Moonlight among stones
‘Poetically we dwell …’ Heidegger wonderfully essayed, borrowing a phrase from Hölderlin. The phrase has been in me for a long time, feeding notions of how poetry might be inseparable from a form of life. When I was writing books connected with Aboriginal culture, the poetry seemed to come out of the ground, almost literally. There, in the performance of sacred song, with each step and syllable, a poetic existence was acted out, and all in the open air, a singing of the body in the public place. The ground and the body were painted, but there was no writing to speak of. The poem was voiced from the Dreaming, the poetic key to reality, as W.F. Stanner put it. Everything was vitally connected with everything else.
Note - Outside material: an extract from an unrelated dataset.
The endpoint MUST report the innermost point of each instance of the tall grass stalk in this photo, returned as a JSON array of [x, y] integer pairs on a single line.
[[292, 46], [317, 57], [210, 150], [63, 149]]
Lately, I have found myself taken up with a poetic dwelling that belongs indoors or, if not inside, then along a set of thresholds, and with such refinements and thorough literariness, that it presents a whole other illustration of Heidegger’s maxim. For it seems that a thorough-going model of poetic dwelling can be found not just on the ceremonial grounds of the archaic, but in the exquisite routines of the pre-medieval court in Japan, or more particularly, in the world of the shining prince of eleventh-century Kyoto, where, for a hundred years or so, women excelled in the most passionate brushwork, writing their Japanese freely in the tremulous air, you might say – air left to them by the men whose official duties and exclusive rights to formal education obliged them to inhabit the Chinese language.